We found the fort and spent some time wondering around the cute little museum. The carriage house and collection of vehicles was a nice thing to see, with a very well kept variety of buggies, carts, wagons, and even a hearse. I briefly sat in the stage coach and realized very quickly that if that had been my transportation mode back in the day that I would have been the passenger throwing up on the others, part claustrophobia and part sea sickness. The reconstructed fort was well built and solid, and things were set up as tho the travelers were just out for a few minutes, sort of still inhabited by the ghosts.
All this history, this walking around in a ghost world, made me give thought to whether I would have had the guts to have lived in this place and traveled as these people did. What were their days like, and worse, their nights? It was an existence so drastically different from my own, and yet their basic wants and needs were no different from any of mine. Its good to ponder someone else's shoe fit when your own are seeming a bit uncomfortable.

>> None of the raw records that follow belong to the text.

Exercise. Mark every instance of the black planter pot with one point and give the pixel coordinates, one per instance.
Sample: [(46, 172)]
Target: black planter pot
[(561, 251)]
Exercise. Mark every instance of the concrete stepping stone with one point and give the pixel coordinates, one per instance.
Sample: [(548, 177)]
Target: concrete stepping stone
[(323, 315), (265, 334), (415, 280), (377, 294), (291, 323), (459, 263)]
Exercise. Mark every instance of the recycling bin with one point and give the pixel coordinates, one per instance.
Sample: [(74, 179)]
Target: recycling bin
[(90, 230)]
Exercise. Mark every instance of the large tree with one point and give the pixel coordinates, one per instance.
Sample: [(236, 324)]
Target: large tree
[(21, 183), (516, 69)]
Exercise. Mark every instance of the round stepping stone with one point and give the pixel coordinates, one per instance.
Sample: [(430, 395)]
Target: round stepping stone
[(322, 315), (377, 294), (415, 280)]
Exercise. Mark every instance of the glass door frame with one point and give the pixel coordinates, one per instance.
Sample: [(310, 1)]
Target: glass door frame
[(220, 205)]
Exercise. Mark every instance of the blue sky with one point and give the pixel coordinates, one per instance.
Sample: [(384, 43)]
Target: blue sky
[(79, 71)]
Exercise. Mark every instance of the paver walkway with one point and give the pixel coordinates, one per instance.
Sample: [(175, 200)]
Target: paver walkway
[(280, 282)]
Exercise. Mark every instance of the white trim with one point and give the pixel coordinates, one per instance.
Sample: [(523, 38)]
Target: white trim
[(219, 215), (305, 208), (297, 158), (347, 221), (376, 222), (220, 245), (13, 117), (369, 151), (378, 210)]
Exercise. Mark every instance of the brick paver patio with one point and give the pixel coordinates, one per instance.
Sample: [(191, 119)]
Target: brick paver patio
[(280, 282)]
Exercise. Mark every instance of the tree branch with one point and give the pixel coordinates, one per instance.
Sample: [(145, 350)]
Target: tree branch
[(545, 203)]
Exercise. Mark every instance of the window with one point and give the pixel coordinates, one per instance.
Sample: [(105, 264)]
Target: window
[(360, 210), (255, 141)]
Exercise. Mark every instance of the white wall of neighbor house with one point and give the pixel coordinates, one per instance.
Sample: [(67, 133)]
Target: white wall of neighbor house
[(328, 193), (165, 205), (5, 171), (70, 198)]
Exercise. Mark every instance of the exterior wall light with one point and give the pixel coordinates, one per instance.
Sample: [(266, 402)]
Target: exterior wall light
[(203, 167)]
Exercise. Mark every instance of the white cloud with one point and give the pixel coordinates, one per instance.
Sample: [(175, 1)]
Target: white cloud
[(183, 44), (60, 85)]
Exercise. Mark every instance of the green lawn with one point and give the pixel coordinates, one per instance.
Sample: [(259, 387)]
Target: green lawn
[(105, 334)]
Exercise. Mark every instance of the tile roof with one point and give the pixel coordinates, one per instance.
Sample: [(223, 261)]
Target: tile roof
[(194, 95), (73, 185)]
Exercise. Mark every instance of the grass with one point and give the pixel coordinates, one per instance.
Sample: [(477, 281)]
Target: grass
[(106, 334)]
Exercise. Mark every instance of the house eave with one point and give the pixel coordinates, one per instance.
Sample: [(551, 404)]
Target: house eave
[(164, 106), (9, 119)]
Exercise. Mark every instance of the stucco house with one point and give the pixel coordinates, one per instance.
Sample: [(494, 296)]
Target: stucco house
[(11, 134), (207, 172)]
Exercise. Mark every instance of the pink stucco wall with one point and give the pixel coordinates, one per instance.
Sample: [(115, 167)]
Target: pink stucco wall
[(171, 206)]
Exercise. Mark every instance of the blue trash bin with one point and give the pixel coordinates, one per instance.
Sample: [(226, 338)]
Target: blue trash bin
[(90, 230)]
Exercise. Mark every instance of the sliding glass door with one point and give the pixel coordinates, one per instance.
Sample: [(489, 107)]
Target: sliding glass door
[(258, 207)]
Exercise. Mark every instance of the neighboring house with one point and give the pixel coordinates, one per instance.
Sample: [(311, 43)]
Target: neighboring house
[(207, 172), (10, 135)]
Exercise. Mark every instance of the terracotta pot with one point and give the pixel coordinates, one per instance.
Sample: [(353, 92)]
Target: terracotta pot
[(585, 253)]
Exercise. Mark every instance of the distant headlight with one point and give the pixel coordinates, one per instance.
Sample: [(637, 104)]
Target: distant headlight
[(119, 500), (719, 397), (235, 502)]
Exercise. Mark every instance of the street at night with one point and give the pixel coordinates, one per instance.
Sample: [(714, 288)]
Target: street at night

We moved on onto the dirt remnants of the actual road and following the maps with overlain lines, made our way west. Long stretches of tall pines and quiet one lane roads with little sight of human intervention was such a nice peaceful change from the trashy chaos of the Hwy 80. We saw deer and hawks, stopped to photo the charming churches and the quiet, vacant houses. We chased a setting sun as it threw long dancing shadows and lit the tall grasses with a rich warm gold against an almost deep purple sky.
Once the sun had dropped from sight we got back on the modern roads and headed for home. My head was in a much better place from the change in perspective for the day. Mark was right, once again.